Davis v. Guarnieri, 45 Ohio St., 470, 15 N. E., 350, 4 Am. St. Rep., 548, supports the principle here announced, although the sale by the druggist in that ease was a poison which had not been labeled in compliance with the statute. In its opinion, on page 493, the court said that the jury were amply justified in finding by their general verdict that the plaintiff “called at the drug store of the defendant for a harmless medicine; that the agent of the defendant carelessly sold him a poisonous drug without informing himself by whom or for what it was intended to be used; that the purchaser, supposing it to be what he had called for, administered it to his wife who took it in the belief that it was the *351harmless medicine, and instantly died from its effects.” With this situation in mind, the opinion on page 492 of 45 Ohio St., on page 361 of 15 N. E. (4 Am. St. Rep., 548), states:
“It is not a sound proposition to say that a dealer in drugs, having in stock, and for sale, deadly poisons, owes no duty to persons who do not deal directly with him in relation to them. The public safety and security against the fatal consequences of negligence in keeping, handling and disposing of such dangerous drugs, is a consideration to which no dealer can safely close his eyes.”
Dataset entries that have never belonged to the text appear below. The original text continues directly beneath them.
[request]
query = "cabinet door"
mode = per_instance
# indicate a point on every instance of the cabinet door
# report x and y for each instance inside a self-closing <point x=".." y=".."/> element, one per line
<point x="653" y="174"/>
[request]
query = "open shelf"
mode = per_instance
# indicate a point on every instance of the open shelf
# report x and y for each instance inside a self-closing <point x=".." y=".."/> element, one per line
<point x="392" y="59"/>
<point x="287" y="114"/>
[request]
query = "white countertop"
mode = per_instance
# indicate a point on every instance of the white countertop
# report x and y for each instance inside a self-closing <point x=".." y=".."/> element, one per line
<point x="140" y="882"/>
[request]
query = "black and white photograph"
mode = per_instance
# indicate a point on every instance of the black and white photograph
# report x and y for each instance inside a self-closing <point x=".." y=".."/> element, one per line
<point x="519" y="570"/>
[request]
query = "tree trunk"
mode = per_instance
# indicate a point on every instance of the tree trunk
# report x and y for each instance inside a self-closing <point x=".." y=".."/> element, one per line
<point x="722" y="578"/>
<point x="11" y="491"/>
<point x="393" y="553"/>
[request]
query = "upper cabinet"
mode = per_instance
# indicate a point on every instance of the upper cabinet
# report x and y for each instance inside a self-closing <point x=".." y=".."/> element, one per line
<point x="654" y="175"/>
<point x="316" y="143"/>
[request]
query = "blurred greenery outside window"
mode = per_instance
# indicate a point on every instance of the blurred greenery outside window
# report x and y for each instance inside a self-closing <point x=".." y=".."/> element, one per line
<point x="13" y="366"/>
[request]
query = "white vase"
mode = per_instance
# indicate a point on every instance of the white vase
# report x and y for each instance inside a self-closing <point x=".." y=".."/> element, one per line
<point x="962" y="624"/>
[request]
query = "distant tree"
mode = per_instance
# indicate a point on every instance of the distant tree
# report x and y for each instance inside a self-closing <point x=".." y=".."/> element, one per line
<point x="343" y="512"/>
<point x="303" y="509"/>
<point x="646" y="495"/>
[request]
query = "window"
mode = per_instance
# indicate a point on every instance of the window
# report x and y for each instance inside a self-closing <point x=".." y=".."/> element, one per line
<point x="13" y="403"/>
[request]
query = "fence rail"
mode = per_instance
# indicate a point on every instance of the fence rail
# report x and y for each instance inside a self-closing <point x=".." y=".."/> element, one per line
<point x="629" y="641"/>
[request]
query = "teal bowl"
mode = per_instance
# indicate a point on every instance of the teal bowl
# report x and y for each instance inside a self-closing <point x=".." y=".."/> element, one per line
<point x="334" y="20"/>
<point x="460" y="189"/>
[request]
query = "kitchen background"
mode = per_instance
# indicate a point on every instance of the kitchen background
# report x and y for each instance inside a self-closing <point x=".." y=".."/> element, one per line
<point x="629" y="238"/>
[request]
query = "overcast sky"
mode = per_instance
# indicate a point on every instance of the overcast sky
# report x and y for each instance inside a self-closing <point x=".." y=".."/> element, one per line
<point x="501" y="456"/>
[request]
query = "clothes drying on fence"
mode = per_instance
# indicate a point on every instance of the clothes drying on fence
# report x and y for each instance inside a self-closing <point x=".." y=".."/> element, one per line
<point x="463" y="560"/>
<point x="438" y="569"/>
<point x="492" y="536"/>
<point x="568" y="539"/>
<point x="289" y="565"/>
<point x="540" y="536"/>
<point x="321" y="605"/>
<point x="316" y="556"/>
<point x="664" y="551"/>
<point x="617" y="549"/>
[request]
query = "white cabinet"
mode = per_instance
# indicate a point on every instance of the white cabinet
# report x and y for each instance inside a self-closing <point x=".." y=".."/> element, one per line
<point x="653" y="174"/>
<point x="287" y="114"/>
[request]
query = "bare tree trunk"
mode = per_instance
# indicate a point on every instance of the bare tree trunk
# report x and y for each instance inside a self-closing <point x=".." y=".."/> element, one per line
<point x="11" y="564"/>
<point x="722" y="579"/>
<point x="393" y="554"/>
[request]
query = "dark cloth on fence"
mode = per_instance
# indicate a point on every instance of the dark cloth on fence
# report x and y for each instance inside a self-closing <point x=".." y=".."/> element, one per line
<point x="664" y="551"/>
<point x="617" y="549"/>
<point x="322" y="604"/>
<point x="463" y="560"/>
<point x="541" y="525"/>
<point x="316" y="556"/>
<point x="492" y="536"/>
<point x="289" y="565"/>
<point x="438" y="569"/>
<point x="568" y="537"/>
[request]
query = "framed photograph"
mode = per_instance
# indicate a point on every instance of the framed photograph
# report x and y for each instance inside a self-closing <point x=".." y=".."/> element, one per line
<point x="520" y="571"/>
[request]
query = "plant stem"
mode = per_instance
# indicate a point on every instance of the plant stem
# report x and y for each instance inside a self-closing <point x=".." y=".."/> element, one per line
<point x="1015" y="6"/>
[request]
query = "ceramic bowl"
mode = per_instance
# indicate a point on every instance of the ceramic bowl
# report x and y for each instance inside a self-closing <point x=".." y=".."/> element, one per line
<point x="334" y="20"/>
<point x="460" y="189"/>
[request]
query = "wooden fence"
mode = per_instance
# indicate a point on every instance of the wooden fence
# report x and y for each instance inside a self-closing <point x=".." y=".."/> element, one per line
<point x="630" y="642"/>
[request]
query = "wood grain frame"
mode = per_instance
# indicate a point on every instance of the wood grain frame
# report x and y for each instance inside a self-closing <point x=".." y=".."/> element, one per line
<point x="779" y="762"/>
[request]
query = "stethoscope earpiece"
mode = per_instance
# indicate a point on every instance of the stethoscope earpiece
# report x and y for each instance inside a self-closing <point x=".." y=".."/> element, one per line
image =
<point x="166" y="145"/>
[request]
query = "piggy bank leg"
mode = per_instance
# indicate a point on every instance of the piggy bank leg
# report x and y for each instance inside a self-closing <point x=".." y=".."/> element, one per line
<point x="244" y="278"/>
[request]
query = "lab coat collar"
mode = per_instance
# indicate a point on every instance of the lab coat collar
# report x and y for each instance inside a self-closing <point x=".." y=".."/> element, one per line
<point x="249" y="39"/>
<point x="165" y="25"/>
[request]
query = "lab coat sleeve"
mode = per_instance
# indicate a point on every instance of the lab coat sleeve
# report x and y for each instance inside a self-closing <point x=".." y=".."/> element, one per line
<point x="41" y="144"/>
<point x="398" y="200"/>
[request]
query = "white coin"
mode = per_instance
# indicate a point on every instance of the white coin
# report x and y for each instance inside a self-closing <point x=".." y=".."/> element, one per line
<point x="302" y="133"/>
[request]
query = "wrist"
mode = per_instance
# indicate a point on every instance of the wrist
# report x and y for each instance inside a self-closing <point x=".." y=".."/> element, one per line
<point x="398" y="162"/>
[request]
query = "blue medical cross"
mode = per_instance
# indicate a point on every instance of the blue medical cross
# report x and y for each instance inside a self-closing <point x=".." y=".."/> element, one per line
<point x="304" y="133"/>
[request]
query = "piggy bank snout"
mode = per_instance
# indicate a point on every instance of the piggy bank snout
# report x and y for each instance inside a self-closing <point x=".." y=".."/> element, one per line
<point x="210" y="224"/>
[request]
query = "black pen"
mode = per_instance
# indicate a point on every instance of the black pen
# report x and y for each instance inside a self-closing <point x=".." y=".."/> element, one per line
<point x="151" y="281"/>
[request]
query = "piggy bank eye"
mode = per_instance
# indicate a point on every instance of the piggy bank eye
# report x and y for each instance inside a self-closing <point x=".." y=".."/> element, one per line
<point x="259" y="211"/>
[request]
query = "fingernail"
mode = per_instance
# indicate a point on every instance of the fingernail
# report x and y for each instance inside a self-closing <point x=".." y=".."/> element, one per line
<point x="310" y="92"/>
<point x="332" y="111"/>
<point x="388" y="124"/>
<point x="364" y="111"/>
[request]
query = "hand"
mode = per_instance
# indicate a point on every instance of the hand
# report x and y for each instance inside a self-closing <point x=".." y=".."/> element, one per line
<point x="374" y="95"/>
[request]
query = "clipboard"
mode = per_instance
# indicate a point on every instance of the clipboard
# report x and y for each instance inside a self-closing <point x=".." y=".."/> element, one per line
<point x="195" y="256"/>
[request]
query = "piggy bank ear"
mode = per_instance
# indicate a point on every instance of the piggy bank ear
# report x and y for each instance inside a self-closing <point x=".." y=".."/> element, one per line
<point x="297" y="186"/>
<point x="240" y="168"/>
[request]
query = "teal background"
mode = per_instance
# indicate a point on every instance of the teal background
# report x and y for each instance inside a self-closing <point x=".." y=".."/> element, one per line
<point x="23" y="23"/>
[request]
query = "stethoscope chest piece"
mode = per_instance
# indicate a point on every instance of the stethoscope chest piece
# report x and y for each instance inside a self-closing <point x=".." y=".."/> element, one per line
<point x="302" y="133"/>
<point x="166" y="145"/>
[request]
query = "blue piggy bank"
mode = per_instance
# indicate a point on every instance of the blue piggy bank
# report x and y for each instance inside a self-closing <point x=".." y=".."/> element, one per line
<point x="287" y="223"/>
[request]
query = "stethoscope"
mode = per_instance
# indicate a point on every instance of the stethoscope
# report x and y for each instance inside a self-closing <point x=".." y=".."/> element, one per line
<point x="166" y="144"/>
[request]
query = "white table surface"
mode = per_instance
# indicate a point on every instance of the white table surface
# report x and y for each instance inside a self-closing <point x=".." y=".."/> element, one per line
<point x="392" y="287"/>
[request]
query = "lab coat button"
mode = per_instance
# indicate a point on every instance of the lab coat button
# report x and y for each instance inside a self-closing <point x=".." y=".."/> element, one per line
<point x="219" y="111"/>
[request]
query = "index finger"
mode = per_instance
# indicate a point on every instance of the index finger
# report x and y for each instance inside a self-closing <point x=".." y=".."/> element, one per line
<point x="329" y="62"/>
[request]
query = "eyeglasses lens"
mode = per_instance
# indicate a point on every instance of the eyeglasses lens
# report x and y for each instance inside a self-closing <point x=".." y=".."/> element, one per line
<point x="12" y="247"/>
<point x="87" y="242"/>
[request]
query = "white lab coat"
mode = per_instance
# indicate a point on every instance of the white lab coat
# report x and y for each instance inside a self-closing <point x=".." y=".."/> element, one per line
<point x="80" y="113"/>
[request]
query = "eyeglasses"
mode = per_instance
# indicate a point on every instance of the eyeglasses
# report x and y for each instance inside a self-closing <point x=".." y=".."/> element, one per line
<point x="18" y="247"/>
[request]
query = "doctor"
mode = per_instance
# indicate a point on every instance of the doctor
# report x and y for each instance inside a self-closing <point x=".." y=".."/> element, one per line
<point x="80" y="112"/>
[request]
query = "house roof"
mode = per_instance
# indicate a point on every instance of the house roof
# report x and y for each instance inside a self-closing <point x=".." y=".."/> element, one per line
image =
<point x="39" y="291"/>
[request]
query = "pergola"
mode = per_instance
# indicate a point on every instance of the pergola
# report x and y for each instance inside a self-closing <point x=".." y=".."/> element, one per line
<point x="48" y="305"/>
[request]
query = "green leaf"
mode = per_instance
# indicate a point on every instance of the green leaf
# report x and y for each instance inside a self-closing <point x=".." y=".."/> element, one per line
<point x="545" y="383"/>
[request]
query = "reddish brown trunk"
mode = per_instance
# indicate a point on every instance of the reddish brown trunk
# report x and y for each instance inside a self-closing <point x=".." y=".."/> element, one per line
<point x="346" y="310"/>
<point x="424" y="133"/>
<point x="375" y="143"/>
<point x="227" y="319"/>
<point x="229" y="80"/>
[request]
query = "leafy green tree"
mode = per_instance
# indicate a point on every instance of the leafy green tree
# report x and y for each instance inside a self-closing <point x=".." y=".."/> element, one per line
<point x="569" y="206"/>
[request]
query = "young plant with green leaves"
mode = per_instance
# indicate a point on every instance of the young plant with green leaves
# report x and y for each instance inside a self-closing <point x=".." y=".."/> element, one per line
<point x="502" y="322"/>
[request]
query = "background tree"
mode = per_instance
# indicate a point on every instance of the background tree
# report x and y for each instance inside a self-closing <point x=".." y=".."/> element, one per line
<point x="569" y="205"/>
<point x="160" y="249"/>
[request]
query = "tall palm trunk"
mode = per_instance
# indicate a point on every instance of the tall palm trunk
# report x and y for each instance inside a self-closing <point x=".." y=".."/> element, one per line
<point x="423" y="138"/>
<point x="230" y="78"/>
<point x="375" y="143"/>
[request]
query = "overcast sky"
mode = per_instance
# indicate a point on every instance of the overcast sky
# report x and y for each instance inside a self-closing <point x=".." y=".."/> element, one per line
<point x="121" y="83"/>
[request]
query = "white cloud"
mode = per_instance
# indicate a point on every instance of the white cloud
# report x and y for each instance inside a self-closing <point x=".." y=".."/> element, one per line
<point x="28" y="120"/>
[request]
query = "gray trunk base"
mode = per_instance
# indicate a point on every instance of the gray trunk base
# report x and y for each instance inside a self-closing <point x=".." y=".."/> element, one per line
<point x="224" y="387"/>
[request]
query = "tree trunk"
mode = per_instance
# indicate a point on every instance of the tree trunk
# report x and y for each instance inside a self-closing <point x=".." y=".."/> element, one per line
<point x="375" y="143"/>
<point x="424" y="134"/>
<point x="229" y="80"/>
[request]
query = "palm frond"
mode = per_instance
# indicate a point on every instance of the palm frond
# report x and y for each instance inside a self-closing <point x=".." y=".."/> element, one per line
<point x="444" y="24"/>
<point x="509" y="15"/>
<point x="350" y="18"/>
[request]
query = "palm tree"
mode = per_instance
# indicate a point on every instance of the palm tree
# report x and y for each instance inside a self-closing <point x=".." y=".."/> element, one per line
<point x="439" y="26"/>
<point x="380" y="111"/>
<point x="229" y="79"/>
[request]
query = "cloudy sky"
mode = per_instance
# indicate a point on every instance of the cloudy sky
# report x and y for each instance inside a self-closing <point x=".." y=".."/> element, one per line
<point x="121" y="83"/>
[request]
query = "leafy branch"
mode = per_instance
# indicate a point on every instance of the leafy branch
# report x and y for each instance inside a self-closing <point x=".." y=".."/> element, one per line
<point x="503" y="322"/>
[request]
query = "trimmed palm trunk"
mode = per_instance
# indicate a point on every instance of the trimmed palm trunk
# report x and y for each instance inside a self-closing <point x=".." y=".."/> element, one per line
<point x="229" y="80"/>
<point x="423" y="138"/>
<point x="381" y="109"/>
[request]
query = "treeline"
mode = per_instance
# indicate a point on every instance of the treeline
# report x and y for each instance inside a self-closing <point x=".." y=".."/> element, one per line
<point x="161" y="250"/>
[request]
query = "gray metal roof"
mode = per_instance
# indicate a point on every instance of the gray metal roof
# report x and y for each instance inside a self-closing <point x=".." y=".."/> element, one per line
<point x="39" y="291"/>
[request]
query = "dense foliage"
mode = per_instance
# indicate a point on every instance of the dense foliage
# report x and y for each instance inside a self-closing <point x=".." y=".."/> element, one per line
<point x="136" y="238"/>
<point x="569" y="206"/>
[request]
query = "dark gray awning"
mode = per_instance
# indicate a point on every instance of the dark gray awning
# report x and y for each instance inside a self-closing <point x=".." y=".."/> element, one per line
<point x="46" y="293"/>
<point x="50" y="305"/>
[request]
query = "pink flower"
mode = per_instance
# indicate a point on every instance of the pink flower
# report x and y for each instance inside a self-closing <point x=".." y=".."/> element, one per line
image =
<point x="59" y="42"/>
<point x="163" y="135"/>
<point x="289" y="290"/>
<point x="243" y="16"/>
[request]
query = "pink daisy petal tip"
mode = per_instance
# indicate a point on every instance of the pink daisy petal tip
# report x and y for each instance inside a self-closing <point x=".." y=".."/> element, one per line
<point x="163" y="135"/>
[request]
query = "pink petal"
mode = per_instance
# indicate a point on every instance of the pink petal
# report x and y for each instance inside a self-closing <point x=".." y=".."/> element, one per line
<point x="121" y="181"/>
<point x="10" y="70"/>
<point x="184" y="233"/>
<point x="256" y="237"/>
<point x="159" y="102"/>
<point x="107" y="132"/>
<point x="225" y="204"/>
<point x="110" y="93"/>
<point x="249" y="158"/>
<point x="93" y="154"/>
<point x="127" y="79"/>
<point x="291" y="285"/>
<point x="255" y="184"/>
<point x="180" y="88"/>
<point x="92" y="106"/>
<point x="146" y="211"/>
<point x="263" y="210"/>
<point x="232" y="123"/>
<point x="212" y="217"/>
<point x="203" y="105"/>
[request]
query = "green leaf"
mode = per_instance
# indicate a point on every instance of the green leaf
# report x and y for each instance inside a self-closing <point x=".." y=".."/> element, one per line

It is evident from the report of the Guarnieri ease that the judgment was not predicated either upon the fact that the sale was of a poisonous drug or that the word “poison” was not labeled on the bottle. In the latter connection the court simply held that proof could be tendered on the fact that the bottle was not labeled as required by statute.
We are of the opinion that, while there was no error in the charge of the trial court in submitting the question of negligence to the jury, the court could well have charged, if the proof warranted it, that the sale and delivery of a harmful drug to a customer, in lieu of a harmless one called for, would constitute negligence prima facie, which, unless rebutted, would entitle the plaintiff to recover. The judgment of the Com’f Appeals is affirmed.
Judgment affirmed.
Marshall, C. J., Wanamaker, Robinson, Matthias, Day and Allen, JJ., concur.